We performed a single-center study carried out at APHP-Sorbonne Université. The target population for the main study was composed of hospitalized, adult, SARS-CoV-2-infected, patients. Blood samples were obtained in a longitudinal manner from all COVID-19 patients admitted at E3M institute, Pitié-Salpêtrière hospital over a period of one month (from April 20th 2020 onwards). Healthy individuals, controlled SARS-CoV-2-negative (PCR and serology), were recruited among laboratory staff members. Samples were processed in the Department of Immunology (G. Gorochov), located on the same hospital site. Samples were analyzed in the same department, and aliquots were shipped at 4°C to the Pasteur Institute for Virological Studies. Serum and saliva samples were also obtained at later time points from hospital-discharged patients consulting in the Department of Internal Medicine (Z. Amoura) of the E3M Institute for planned post-COVID clinical check-ups. An ancillary study was performed in ambulatory health care workers that never required hospitalization but had been exposed to SARS-CoV-2, as confirmed by PCR and/or serology.
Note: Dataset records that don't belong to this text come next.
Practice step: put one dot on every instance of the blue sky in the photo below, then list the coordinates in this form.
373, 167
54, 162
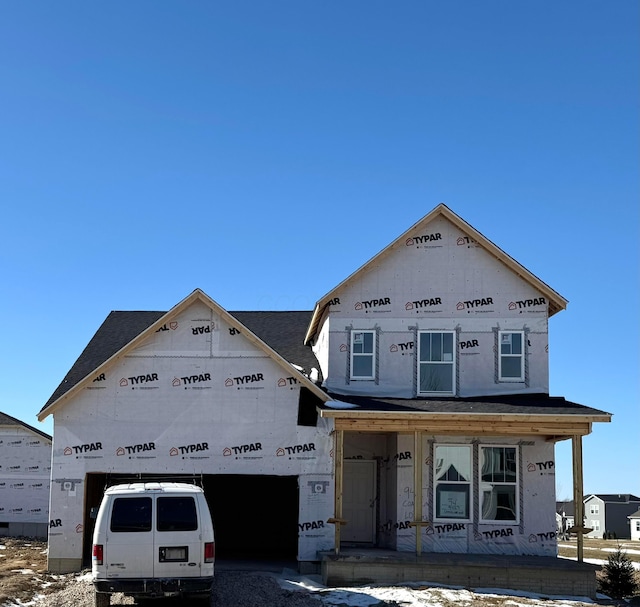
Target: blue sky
262, 151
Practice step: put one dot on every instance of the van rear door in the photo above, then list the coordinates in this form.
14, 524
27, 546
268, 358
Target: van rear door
179, 547
129, 538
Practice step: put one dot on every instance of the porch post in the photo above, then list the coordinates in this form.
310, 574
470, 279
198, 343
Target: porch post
578, 497
339, 464
417, 489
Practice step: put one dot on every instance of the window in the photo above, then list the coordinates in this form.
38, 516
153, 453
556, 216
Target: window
498, 484
436, 362
453, 482
177, 514
511, 359
131, 515
363, 346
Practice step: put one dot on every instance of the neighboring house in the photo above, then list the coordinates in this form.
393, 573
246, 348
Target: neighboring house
409, 411
634, 525
25, 467
609, 513
564, 517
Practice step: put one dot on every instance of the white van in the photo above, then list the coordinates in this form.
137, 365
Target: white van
153, 540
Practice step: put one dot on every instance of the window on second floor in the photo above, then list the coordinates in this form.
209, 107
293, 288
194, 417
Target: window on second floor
363, 354
511, 356
436, 362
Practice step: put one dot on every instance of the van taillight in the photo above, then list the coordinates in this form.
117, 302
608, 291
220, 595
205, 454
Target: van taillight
97, 554
209, 552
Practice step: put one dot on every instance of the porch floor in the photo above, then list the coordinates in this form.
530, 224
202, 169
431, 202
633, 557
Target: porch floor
543, 575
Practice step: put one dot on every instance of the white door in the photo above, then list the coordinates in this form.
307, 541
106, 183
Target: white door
359, 501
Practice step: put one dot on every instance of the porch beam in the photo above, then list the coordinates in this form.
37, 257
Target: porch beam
578, 495
339, 470
488, 427
417, 489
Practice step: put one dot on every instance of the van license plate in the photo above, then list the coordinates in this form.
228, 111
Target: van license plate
174, 554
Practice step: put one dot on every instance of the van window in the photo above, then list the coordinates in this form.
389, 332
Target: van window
177, 514
131, 514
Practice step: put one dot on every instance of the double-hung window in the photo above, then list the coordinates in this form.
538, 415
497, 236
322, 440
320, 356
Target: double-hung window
436, 362
511, 358
499, 484
363, 354
452, 479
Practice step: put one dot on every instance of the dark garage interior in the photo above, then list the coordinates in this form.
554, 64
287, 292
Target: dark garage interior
255, 517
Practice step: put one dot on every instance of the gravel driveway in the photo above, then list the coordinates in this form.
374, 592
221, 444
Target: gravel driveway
231, 589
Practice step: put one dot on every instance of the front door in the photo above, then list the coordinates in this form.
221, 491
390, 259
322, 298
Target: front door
359, 501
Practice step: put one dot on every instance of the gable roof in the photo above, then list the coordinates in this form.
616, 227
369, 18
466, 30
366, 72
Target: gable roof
614, 498
556, 301
123, 331
565, 507
8, 420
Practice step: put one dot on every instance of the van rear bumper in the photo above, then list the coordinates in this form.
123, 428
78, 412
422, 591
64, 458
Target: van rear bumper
151, 588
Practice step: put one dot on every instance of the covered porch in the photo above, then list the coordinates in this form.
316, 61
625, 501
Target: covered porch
544, 575
420, 422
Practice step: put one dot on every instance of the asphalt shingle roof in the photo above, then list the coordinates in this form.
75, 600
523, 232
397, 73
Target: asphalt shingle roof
7, 420
524, 404
282, 331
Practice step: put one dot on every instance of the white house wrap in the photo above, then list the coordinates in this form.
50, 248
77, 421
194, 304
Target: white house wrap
409, 411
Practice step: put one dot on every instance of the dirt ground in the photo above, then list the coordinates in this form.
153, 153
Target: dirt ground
23, 565
23, 576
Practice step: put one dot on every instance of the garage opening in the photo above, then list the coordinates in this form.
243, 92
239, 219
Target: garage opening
255, 517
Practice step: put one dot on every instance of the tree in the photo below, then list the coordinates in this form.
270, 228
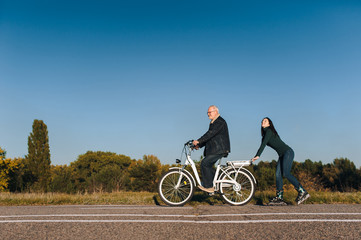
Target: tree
7, 168
39, 156
100, 171
144, 174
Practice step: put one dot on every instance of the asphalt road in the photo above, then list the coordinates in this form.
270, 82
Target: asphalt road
201, 222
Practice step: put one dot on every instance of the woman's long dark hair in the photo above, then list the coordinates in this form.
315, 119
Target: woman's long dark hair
272, 127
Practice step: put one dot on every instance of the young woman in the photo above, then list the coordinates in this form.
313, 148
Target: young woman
271, 138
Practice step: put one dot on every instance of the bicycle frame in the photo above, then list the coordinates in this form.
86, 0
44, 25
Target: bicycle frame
219, 170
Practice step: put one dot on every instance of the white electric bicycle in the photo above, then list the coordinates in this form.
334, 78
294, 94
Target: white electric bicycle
232, 181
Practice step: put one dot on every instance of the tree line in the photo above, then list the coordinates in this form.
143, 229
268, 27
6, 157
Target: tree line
97, 171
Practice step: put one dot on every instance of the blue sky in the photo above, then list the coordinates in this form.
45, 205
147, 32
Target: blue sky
137, 77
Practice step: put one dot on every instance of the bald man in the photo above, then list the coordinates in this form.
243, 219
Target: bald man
217, 145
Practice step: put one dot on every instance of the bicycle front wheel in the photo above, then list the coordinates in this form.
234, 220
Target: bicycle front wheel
239, 193
175, 188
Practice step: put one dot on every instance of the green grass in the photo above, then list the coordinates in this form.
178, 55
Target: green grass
146, 198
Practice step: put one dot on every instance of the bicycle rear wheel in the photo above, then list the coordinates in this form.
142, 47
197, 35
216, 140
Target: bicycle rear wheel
175, 188
240, 193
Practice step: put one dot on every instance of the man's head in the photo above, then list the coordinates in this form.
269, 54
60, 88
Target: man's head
213, 112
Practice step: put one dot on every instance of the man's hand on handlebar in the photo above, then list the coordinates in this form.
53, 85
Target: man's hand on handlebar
195, 145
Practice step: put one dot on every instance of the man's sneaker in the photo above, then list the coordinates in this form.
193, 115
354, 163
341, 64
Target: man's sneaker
302, 196
276, 201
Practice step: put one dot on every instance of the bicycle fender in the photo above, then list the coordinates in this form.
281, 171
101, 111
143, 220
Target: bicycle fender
183, 170
254, 179
246, 170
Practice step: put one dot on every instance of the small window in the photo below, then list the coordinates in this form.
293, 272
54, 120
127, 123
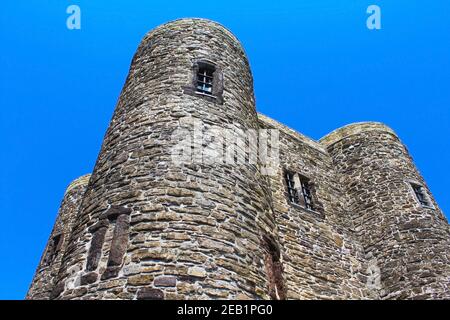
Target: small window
274, 269
306, 193
53, 248
421, 195
205, 78
292, 191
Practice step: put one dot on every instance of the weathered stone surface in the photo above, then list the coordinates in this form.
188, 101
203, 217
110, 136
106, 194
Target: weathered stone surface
154, 229
89, 278
150, 294
197, 272
165, 281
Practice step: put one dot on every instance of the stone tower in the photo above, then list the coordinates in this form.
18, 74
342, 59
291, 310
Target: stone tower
348, 216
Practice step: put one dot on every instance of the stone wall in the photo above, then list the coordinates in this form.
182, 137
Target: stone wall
48, 268
405, 241
147, 227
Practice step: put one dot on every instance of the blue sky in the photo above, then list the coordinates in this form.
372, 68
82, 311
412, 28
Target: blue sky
316, 67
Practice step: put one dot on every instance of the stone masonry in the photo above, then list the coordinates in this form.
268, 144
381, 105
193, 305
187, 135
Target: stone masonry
355, 220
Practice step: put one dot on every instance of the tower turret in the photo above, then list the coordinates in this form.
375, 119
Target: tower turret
43, 281
151, 228
405, 235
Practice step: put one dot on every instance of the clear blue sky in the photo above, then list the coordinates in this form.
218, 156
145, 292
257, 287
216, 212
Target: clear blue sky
59, 88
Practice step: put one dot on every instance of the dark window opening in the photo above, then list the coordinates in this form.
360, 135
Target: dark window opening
421, 195
205, 76
292, 191
306, 192
274, 270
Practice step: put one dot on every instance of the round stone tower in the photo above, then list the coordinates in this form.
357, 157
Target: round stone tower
405, 235
43, 281
152, 228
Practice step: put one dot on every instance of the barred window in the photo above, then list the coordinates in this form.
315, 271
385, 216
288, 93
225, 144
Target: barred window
292, 191
306, 192
421, 195
205, 79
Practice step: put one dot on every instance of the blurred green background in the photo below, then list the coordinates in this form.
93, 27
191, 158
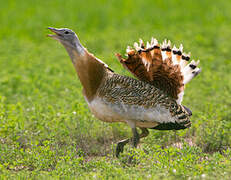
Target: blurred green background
45, 126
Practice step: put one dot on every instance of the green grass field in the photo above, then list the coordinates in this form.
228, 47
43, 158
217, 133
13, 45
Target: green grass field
46, 129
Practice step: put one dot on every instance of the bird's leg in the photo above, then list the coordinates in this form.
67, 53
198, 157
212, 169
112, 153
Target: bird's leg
144, 132
135, 138
120, 146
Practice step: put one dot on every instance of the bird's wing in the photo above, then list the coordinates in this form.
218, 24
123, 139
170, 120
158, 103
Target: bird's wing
164, 67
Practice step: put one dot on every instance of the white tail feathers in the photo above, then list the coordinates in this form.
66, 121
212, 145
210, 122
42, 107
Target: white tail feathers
179, 69
177, 56
190, 71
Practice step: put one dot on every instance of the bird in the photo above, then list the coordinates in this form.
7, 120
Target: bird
150, 100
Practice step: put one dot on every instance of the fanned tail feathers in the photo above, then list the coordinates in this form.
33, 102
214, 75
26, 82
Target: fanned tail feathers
165, 67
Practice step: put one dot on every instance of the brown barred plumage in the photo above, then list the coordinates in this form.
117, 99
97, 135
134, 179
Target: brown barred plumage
150, 102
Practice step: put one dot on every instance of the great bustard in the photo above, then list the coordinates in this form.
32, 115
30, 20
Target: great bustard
153, 101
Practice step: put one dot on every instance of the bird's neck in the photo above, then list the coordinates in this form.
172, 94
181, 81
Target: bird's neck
90, 70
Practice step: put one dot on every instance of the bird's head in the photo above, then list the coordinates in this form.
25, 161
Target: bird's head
66, 36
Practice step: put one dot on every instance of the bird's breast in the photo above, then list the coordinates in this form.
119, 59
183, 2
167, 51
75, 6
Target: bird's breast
121, 112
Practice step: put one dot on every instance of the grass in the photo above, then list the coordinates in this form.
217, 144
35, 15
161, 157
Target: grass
46, 129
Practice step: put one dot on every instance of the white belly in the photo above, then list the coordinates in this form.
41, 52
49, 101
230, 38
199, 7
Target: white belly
119, 112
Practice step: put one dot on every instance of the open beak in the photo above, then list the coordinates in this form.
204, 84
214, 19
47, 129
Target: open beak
57, 32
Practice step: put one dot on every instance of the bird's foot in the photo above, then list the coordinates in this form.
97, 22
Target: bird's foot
120, 146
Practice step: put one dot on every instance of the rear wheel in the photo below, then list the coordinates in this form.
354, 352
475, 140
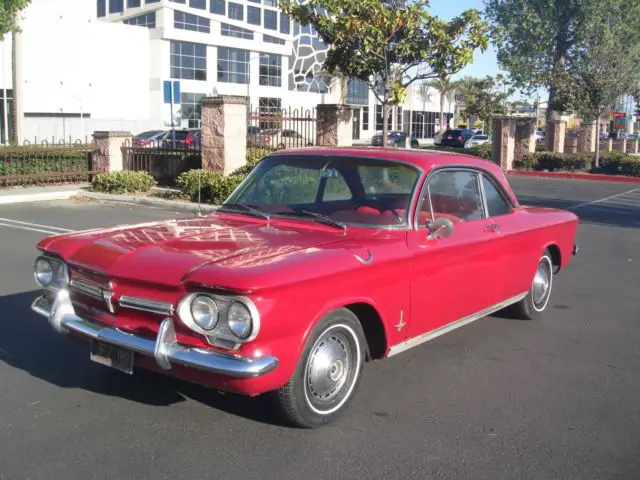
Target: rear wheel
328, 372
535, 303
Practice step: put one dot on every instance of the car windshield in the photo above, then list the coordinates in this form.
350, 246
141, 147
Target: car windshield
342, 191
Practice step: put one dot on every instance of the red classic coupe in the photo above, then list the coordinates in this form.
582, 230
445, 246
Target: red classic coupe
322, 259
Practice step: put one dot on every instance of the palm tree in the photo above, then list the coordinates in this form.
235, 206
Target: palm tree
444, 86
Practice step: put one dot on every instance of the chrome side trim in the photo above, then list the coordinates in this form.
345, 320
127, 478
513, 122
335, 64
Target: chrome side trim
146, 305
164, 349
425, 337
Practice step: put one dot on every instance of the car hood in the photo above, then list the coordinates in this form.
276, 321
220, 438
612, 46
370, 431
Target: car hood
220, 249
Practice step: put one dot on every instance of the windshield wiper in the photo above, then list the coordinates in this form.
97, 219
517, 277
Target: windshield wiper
318, 216
246, 207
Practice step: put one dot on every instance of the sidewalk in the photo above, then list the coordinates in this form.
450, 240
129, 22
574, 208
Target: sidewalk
40, 194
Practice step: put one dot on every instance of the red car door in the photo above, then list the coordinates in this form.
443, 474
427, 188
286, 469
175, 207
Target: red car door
458, 276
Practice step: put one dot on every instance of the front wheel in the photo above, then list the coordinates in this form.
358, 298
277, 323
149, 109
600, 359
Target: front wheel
328, 372
535, 303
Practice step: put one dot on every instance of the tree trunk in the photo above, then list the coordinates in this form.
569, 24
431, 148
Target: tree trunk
596, 162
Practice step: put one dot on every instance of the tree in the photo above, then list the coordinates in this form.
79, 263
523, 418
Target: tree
607, 68
538, 40
444, 86
486, 97
390, 46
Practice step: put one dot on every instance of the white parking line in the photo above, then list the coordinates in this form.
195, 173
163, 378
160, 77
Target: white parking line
32, 227
48, 227
594, 202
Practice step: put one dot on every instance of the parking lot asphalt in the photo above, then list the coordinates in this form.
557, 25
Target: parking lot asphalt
556, 398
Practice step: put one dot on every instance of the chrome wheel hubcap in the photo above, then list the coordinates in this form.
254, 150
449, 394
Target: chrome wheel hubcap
541, 283
330, 365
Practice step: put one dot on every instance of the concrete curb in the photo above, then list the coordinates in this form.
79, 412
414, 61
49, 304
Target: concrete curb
38, 197
575, 176
175, 205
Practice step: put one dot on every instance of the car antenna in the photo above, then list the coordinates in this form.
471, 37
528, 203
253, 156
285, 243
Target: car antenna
199, 192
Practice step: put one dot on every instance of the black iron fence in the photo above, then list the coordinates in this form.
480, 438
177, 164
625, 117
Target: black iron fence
164, 164
281, 128
46, 163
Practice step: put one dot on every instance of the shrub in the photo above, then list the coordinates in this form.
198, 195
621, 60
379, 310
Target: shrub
123, 182
614, 162
214, 187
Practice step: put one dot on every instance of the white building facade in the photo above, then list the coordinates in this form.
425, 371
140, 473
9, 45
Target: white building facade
102, 65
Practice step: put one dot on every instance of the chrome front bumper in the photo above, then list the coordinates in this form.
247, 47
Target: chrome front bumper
164, 349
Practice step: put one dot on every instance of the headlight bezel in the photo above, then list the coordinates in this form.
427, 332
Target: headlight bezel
58, 268
221, 335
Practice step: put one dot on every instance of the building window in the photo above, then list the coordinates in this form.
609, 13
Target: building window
188, 60
285, 23
269, 107
233, 65
269, 39
199, 4
187, 21
270, 70
236, 11
218, 7
147, 20
270, 20
357, 92
233, 31
191, 108
116, 6
253, 15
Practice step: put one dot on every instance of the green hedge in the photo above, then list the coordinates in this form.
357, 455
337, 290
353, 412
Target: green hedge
613, 163
123, 182
40, 165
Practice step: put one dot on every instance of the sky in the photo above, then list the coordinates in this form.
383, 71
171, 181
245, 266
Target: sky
484, 63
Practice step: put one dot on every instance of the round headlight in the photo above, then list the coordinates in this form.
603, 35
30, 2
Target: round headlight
204, 312
239, 320
43, 271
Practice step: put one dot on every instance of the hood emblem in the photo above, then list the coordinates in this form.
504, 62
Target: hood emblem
107, 295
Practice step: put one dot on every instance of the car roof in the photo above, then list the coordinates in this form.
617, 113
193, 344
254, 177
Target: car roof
425, 159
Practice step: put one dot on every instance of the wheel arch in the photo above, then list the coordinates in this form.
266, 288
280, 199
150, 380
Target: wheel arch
370, 319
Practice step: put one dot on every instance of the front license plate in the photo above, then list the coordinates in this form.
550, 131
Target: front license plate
112, 356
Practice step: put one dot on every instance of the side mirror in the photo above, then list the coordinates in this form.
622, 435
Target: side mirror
441, 227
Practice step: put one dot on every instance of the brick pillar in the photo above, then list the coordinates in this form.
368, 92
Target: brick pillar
108, 155
334, 125
223, 140
503, 142
588, 137
525, 136
558, 134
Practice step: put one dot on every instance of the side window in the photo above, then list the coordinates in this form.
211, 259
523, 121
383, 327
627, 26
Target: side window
454, 194
496, 203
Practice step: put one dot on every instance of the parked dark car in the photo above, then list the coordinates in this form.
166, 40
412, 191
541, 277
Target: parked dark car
395, 139
188, 138
456, 137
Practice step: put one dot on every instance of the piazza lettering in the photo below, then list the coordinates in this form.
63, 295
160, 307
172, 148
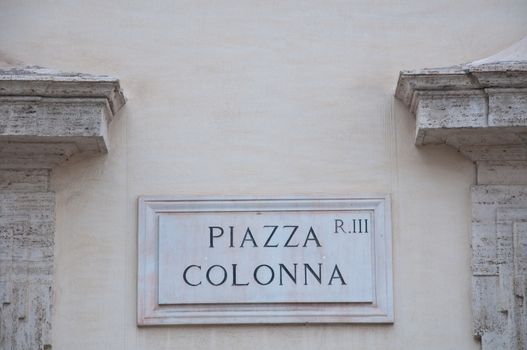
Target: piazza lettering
264, 237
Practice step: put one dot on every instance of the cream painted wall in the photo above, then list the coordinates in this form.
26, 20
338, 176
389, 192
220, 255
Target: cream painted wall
260, 97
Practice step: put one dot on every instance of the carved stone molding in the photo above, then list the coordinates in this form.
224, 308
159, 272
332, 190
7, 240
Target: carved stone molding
45, 118
480, 109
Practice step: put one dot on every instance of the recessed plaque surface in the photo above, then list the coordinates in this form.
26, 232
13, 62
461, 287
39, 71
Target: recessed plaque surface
265, 260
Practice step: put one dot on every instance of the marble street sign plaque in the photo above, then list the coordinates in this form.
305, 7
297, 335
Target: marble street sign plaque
264, 260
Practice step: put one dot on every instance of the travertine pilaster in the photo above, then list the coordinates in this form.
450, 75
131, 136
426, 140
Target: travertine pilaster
480, 109
46, 117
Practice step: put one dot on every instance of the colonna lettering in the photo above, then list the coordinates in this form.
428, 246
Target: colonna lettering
268, 273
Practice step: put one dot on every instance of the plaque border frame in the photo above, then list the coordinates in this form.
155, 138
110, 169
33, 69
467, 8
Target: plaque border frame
150, 313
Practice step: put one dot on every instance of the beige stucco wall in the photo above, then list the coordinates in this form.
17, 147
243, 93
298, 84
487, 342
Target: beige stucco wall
260, 97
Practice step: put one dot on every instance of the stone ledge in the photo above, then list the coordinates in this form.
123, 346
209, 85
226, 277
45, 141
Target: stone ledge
479, 108
47, 116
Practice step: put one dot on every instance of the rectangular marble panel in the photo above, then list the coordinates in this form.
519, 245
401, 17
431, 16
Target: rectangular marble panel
264, 260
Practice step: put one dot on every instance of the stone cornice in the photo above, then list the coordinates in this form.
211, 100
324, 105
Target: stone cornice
47, 116
479, 108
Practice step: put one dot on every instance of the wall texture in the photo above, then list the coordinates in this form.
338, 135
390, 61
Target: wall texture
265, 98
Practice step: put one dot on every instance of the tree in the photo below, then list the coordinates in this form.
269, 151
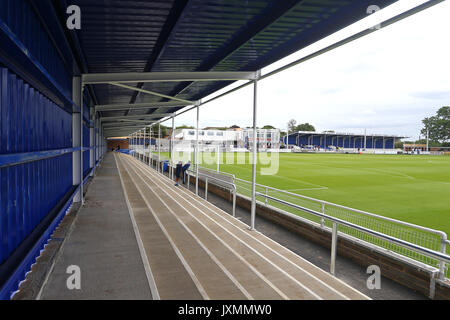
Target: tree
305, 127
438, 126
185, 127
291, 125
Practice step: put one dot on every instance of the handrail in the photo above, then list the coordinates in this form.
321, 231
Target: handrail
442, 257
442, 234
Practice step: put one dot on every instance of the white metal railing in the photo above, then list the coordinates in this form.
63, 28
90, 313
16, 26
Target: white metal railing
220, 181
425, 237
412, 241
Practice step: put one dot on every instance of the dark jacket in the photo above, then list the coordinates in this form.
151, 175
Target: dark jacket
178, 170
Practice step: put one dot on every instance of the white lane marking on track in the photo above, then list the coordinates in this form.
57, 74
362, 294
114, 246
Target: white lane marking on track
197, 199
232, 278
177, 251
144, 258
278, 268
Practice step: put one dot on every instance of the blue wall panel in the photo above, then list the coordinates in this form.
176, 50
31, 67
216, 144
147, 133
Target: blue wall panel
21, 19
30, 122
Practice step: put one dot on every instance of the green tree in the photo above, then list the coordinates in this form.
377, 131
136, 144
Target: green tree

Patients recruitment and samples preparation

Fresh blood sample from 135 consecutive adult patients with COVID-19 referred to the institute E3M, Pitié-Salpêtrière Hospital, Paris were included in the study between March 22, 2020 and April 24, 2020 and compared with 20 age and sex-matched healthy donors (HDs). The diagnosis of COVID-19 was confirmed for 125 patients, by SARS-CoV-2 carriage in the nasopharyngeal swab, as measured by real-time reverse transcription-PCR analysis (real-time RT-PCR). The ten remaining patients had a negative nasopharyngeal SARS-CoV-2 real-time RT-PCR analysis but they all had clinical symptoms and a chest computed tomography (CT) scan highly evocative of COVID-19, and they all tested positive for the presence of serum anti-SARS-CoV-2 antibodies. Demographic and clinical characteristics are detailed in Tables S1-S3. To define a poor course of the disease after the admission and the first serum sampling, we used a composite endpoint including transfer to intensive care unit, use of oxygen therapy by nasal cannula above 5 L/minute, high-flow nasal cannula oxygen therapy, invasive or non-invasive mechanical ventilation, severe acute confusional state, acute renal failure and death. Broncho-alveolar lavages (BAL) were collected from 10 COVID-19 patients hospitalized in intensive care units at Pitié-Salpêtrière Hospital, Paris and compared with 3 COVID-19-negative samples. Demographic and clinical characteristics are detailed in Tables S5. All patients gave informed consent. This study was approved by the local ethical committee of Sorbonne Université (n°2020-CER2020-21). For all patients, sera were stored immediately after collection at -80°C. Peripheral blood mononuclear cells (PBMCs) were isolated from the blood samples of 38 patients after Ficoll-Hypaque density gradient centrifugation (Eurobio, Courtaboeuf, France) and analyzed immediately. Clinical characteristics of these patients are presented in Table S1.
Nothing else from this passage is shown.